Dia 18 de maio de 2023, os Registres identifiants les personnes en esclavage dans les anciennes colonies françaises (1666-1880) foram inscritos no registo internacional do programa «Memória do Mundo» da UNESCO. Estes documentos incluem acervos conservados pelos Arquivos Departamentais da Reunião.

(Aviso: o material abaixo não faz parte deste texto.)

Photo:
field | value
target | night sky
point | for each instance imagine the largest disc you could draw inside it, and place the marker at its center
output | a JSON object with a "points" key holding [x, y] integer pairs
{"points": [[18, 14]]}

Desde 2021, o Departamento da Reunião apoia oficialmente o pedido de inscrição apresentado pela Fundação para a Memória da Escravatura (FME) e congratula-se com a conclusão deste processo.

 

 

 

O registo «Memória do Mundo» da UNESCO visa simultaneamente salvaguardar o notável património documental da humanidade e facilitar o acesso ao mesmo. Sob a égide da FME, a França e o Haiti propuseram conjuntamente um corpus emblemático, documentos que identificam nominalmente as pessoas escravas nas antigas colónias francesas (século XVII – 1848), assumindo diversas formas: certidões católicas, registos de alforria, recenseamentos e registos de fugitivos.

O sistema esclavagista negava a existência civil dessas pessoas: estes registos são os raros vestígios escritos que lhes restituem uma réstia de individualidade e de humanidade. O seu interesse histórico é inegável, tal como o seu interesse social, num contexto de crescentes pesquisas familiares e de procura de identidade.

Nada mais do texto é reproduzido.